The breakout commercial story is Lovable: it reportedly went from $0 to about $100M in annual recurring revenue in roughly eight months, doubled to around $200M by late 2025, and raised a $330M round at a $6.6B valuation in December 2025, which is a large part of why "vibe coding" stopped being a meme and started being an industry.

Is vibe coding bad?

It depends entirely on what you are building. The honest answer:

Fine for: prototypes, throwaway tools, weekend projects, learning, validating an idea fast. This is exactly what Karpathy meant.

Risky for: anything real and long-lived. The documented problems are consistent:

  • Security. Code you did not read can ship vulnerabilities. A 2025 Veracode analysis found AI-generated code showed little security improvement even as functionality improved, and there have been real incidents of vibe-coded apps leaking user data.
  • Maintainability. Code you do not understand becomes technical debt you cannot service. You cannot fix what you cannot explain.
  • The prototype-to-production trap. The biggest danger is not the throwaway app, it is the throwaway app that quietly becomes business-critical without anyone ever reading it.

The practical rule: vibe code to explore and prototype, then switch to reviewed, tested, understood code (AI-assisted engineering) the moment something is going to matter. If you cannot explain what your code does, do not put real users or real data behind it.

How do you start vibe coding?

A sensible first path:

  1. Pick a tool. For a no-setup "describe an app, get an app" start, try Lovable, Bolt.new, or v0. For coding in a real editor or terminal, use Cursor or Claude Code.
  2. Start with something throwaway. A small tool, a landing page, a script. Low stakes is where vibe coding shines.
  3. Prompt by outcome. Describe what you want, run it, paste errors back, iterate.
  4. Level up when it gets real. Add MCP servers to connect your tools, start reading and testing the code, and move toward reviewed engineering.
  5. Then ship it. Building is now the easy part; getting users is the hard part, which is a whole discipline of its own. See How to Promote Your App.

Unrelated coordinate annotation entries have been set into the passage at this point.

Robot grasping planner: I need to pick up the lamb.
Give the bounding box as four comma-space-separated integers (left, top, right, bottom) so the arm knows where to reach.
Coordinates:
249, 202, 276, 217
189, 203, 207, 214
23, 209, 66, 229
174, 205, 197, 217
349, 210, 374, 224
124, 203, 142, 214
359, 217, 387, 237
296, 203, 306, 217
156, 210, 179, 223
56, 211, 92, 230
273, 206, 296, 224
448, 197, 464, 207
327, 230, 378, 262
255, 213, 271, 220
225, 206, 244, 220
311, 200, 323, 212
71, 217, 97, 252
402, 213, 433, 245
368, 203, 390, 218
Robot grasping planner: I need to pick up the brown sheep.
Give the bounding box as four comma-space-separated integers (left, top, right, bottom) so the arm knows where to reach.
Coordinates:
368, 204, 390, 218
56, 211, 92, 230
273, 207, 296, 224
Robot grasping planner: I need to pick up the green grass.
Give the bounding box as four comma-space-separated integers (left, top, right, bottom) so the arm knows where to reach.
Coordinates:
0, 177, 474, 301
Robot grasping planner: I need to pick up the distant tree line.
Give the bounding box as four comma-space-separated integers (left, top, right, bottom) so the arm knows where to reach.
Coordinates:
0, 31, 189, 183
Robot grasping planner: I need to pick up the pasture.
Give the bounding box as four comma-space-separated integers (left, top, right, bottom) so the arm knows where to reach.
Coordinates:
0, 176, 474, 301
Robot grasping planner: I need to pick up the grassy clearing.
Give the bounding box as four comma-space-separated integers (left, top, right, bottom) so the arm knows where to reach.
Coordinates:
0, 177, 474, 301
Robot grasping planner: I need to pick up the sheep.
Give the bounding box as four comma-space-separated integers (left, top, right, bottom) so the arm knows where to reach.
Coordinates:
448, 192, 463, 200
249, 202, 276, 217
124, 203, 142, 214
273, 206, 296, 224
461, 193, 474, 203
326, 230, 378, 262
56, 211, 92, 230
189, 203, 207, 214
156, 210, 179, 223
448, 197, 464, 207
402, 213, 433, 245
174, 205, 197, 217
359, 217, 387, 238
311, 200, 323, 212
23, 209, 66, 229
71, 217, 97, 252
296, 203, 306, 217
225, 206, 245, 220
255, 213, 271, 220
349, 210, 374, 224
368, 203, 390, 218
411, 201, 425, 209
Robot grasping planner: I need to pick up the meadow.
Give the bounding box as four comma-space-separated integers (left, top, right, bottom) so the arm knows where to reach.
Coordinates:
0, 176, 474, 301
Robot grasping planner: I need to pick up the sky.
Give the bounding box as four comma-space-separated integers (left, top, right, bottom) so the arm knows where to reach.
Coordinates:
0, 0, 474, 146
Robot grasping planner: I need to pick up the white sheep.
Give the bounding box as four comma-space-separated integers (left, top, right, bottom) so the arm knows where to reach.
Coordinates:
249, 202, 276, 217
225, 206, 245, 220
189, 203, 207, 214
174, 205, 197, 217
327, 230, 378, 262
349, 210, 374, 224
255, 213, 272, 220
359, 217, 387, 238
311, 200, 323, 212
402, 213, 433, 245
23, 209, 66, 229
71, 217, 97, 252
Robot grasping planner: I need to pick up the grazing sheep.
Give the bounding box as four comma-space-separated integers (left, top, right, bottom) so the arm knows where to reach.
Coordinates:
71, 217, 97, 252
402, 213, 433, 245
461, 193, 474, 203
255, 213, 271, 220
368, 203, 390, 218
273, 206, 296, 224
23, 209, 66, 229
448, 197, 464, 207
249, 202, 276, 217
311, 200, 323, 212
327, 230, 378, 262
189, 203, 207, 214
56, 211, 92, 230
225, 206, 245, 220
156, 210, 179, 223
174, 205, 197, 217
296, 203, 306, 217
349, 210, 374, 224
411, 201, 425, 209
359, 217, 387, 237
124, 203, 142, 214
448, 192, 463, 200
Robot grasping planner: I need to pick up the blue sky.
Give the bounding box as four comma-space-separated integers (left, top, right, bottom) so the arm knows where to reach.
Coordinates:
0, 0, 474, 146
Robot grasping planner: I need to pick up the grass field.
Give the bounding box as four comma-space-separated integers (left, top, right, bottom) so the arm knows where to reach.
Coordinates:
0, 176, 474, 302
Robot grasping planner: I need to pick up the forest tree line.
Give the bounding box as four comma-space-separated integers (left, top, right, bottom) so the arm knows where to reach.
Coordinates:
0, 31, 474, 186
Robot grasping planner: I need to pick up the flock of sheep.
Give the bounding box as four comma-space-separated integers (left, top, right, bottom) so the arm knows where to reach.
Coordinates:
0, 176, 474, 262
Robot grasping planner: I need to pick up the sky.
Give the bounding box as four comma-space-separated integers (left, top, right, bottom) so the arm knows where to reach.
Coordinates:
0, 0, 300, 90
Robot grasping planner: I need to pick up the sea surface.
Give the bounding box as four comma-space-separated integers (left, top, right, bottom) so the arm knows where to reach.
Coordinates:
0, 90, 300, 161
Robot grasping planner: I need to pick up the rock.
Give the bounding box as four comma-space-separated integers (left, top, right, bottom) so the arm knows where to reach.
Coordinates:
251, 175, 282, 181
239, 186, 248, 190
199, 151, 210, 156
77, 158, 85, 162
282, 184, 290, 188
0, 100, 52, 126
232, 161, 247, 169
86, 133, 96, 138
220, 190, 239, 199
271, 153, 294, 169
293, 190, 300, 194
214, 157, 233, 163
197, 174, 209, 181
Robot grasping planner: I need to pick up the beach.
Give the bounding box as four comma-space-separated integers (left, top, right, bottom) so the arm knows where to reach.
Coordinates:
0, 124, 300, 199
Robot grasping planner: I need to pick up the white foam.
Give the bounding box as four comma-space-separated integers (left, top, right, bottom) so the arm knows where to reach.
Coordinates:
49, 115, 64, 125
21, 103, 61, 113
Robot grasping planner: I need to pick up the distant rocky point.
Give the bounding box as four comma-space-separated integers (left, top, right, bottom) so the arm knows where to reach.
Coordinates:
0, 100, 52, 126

Frequently asked questions

What is vibe coding? Vibe coding is building software by describing what you want in natural language and letting an AI generate the code, accepting and iterating on it without fully reviewing or understanding every line. You steer by results and follow-up prompts rather than by reading the code.

Who coined the term vibe coding? Andrej Karpathy, a founding member of OpenAI and former head of AI at Tesla, coined it in a post on X on February 2, 2025. Collins Dictionary named vibe coding its Word of the Year for 2025.

Is vibe coding the same as using AI to code? Not exactly. The precise meaning of vibe coding is using an AI to write code you do not review or fully understand. If you use an AI but still review, test, and understand the output, that is AI-assisted engineering, a different and safer practice. In casual use the terms get blurred.

Is vibe coding bad? It is good for prototypes, throwaway tools, and learning, which is what the term's creator intended. It is risky for production software because code you have not read can carry security holes and becomes unmaintainable. The danger is a quick prototype quietly turning into a business-critical system no one understands.

What tools do people use for vibe coding? Natural-language app builders like Lovable, Bolt.new, v0, and Replit Agent, and AI code editors and agents like Cursor, Claude Code, Windsurf, and GitHub Copilot. Karpathy's original setup was Cursor with Claude Sonnet.

How do I start vibe coding? Pick a tool (Lovable or Bolt for no-setup, Cursor or Claude Code for a real editor), build something small and throwaway, prompt by describing outcomes and pasting errors back, and switch to reviewed code once a project starts to matter.